When I get tired of writing I walk to the tienda, down the dusty, dusty road that goes around the island. I pass a woman tossing water onto the ground from a bucket, I guess so that when a rare car passes it will swirl up less dirt, but I could have told her that the heat will dry up those splashes so quick that her work won't make any difference. I almost don't notice a little boy standing in a tree along the road. He wears a red shirt and is sucking his thumb, thirty feet up, perched there like a bird. I wave. He frowns and says nothing.
The man at the tienda has three cantaloupes lined up on his counter. How much, I ask him, drawing one up to my nose, and when I smell how sweet it is, feel how soft and round and warm it is in my hand, I know that the price doesn't matter. I will buy it; I love it. Cantaloupes in American supermarkets are so big, so firm, so uniform in their spherical shapes; I like how small and lumpy this one is.
On the walk back, a little dusty girl appears from behind one of the lakeside gates. Her hair is all messed up from the water and wind and she throws mangoes at me. I pick one up and throw it back, softly, and she laughs and hides. I like that dusty girl. A cab passes, a little red cab that I can't believe is shiny on this dry, dry road. Alongside it runs a dog, a dog that looks like it's been in many fights, a dog that barks and yips and jumps and then gives up on its game and stops to look at me. You'd better be careful, I tell it. You might get hit someday.
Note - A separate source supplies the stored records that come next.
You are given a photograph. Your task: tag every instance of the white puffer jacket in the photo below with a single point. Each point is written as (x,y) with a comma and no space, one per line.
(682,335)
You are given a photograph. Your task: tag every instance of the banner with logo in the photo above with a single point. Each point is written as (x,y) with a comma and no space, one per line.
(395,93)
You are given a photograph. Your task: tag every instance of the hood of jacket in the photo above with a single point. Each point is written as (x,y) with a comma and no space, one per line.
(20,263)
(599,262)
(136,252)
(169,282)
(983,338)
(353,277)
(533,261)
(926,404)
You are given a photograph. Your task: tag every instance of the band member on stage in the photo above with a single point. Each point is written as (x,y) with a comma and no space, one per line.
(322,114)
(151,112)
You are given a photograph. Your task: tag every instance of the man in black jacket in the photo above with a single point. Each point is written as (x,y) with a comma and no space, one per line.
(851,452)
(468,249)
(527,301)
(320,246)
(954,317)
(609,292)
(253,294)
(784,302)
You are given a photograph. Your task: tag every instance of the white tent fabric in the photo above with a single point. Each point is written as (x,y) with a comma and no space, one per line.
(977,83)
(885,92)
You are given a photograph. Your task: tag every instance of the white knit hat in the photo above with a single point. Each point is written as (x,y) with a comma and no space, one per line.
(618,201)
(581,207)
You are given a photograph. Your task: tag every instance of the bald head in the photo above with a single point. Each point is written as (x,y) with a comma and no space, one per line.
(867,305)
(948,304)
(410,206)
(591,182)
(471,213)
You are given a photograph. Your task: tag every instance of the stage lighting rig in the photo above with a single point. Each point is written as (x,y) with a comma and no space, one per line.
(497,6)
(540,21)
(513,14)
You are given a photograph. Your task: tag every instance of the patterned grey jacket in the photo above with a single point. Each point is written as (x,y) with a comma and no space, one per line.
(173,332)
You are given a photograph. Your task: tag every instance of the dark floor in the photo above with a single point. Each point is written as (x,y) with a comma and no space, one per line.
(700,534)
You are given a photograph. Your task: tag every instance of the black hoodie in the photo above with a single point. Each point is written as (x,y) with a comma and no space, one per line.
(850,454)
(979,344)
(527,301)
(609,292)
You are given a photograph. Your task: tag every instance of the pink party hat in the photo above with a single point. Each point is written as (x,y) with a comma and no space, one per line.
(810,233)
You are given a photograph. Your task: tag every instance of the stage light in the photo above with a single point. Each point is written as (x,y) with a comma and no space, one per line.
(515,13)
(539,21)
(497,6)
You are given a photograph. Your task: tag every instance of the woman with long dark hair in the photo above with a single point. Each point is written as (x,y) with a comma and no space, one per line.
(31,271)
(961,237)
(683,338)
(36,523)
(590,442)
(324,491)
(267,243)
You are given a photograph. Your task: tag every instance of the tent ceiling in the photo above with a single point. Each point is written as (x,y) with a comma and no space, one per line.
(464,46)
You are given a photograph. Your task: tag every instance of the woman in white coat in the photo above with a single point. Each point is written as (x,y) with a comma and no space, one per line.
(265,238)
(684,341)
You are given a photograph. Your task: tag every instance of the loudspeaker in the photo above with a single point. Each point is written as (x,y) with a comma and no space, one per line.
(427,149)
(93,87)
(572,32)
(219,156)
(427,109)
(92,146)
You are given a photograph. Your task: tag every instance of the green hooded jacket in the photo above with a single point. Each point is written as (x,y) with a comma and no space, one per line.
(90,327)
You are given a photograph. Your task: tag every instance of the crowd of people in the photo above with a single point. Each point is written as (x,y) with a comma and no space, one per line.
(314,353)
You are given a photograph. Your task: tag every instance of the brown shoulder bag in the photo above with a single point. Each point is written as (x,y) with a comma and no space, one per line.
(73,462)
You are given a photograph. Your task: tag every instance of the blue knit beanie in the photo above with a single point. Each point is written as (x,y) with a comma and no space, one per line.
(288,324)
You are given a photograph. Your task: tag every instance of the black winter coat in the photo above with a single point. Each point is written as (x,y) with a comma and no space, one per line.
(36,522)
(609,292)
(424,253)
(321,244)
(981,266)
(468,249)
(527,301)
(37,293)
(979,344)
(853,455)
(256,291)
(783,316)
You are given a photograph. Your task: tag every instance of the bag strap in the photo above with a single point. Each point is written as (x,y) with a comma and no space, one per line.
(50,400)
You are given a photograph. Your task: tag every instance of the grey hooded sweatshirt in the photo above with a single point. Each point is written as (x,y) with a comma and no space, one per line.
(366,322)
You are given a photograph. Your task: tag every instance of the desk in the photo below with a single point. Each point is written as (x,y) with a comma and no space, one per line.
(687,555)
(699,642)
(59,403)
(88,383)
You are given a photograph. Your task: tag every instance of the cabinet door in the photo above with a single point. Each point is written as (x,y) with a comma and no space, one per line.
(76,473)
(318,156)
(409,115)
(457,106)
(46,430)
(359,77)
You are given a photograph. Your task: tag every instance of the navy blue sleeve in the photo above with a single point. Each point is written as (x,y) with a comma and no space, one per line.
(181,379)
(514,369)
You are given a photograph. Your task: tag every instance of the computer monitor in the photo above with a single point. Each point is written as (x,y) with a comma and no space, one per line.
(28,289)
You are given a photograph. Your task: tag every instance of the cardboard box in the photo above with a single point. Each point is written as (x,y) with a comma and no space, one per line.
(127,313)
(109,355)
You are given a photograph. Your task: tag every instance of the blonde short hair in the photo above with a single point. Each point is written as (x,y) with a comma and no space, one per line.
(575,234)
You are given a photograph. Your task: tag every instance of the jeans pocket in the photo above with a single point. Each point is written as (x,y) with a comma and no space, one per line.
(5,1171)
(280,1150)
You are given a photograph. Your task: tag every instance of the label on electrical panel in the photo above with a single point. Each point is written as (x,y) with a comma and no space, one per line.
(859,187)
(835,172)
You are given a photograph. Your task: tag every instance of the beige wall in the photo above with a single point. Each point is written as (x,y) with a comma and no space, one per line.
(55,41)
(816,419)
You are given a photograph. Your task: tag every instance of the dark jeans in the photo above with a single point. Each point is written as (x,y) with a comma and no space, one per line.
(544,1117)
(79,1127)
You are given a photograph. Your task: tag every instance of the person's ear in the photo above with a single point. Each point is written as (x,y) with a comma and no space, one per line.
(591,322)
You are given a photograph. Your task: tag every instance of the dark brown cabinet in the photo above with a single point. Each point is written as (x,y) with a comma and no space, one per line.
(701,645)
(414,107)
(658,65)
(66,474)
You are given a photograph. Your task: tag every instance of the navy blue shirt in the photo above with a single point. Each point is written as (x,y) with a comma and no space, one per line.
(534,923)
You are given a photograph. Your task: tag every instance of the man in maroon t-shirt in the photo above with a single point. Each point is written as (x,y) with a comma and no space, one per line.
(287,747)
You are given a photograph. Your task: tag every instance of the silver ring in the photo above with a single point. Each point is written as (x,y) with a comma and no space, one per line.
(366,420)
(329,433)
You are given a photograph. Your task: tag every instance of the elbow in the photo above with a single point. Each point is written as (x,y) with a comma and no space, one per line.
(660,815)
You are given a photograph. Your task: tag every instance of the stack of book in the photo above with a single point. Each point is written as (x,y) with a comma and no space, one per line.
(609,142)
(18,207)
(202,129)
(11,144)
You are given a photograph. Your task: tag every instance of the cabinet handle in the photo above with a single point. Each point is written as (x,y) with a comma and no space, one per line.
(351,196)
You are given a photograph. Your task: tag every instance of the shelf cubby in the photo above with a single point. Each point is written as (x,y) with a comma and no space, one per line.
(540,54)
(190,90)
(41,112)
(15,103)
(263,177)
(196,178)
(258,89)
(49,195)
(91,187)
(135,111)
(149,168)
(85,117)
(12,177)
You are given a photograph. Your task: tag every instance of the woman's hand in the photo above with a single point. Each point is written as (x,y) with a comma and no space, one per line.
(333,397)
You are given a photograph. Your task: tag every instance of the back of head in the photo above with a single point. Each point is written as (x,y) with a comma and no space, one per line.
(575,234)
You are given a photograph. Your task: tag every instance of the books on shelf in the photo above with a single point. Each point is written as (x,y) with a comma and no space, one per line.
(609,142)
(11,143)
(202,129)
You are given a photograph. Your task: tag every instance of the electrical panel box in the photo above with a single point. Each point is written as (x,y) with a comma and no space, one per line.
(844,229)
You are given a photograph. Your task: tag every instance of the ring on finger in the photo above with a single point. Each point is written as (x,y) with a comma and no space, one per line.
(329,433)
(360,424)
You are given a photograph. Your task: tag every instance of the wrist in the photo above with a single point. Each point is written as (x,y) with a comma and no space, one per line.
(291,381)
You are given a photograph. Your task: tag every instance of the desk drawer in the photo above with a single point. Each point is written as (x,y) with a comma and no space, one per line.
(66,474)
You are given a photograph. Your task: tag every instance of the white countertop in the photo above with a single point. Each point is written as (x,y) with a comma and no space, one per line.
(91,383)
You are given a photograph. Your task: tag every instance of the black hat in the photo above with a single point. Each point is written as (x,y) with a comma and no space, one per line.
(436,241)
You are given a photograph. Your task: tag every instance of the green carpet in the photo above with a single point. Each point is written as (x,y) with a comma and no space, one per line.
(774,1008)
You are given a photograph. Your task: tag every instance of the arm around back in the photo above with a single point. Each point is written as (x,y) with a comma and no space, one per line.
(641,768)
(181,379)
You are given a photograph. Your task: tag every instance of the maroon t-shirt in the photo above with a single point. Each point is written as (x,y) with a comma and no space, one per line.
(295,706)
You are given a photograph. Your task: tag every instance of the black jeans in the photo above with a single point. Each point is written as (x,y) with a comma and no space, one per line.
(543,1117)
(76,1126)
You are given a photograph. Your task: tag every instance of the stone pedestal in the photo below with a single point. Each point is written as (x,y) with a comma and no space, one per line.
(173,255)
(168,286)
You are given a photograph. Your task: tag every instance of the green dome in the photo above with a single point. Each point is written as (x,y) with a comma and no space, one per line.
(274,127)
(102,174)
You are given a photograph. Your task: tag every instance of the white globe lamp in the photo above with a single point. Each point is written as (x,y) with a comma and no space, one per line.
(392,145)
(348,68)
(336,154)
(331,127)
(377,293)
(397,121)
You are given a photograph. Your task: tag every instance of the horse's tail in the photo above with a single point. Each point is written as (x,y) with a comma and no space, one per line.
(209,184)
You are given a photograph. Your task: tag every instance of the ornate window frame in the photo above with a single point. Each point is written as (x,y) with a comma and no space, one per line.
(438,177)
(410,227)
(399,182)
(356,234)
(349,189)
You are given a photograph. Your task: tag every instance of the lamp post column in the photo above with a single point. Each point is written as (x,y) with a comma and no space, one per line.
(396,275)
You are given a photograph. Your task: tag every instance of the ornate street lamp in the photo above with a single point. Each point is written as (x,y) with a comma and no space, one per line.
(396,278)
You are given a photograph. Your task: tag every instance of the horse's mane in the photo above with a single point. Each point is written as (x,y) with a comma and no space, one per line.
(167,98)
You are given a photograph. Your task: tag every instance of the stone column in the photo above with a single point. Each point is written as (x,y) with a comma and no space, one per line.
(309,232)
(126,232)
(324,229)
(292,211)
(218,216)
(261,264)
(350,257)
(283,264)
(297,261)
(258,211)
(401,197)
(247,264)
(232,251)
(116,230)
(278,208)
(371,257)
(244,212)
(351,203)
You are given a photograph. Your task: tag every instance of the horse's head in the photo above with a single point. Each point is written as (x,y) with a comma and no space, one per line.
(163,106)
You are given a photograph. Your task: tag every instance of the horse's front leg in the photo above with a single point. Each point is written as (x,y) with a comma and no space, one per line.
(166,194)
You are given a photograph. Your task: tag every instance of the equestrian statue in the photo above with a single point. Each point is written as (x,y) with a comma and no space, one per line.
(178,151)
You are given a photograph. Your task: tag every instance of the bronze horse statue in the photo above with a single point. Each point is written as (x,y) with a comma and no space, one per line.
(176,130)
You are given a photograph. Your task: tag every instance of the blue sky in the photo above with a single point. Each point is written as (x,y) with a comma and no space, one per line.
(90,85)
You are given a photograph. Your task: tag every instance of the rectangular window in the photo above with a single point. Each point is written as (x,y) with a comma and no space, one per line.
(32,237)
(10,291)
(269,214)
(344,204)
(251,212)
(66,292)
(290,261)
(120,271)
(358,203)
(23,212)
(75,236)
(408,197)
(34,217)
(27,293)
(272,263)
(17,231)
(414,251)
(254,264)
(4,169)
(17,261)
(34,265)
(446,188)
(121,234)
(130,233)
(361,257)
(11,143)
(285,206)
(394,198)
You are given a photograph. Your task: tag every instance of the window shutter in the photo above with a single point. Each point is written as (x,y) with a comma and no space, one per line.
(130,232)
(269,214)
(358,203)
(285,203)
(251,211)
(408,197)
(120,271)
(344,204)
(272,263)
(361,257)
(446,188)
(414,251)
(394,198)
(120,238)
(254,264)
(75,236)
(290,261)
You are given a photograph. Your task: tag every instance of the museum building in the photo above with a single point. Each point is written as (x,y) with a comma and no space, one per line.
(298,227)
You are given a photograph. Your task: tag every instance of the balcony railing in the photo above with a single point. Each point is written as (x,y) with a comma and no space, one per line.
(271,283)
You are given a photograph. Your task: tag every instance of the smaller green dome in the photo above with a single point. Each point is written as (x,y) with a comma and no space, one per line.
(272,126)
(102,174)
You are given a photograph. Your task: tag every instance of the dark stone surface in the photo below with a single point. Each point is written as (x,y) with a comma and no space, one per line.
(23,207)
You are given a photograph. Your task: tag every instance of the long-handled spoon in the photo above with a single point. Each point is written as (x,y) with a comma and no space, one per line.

When I return to the hostel, I put my cantaloupe in the fridge in the open kitchen, and then I look at myself in the mirror that someone has tacked over the sink. I look dusty, just like that little girl with the mangoes, and my hair is all blown around. There's a blob of dried toothpaste on my shirt, right under my boob. I wonder how long it's been there; I wore this shirt yesterday, too. I decide not to change it. I walk down to the shore to look at the waves.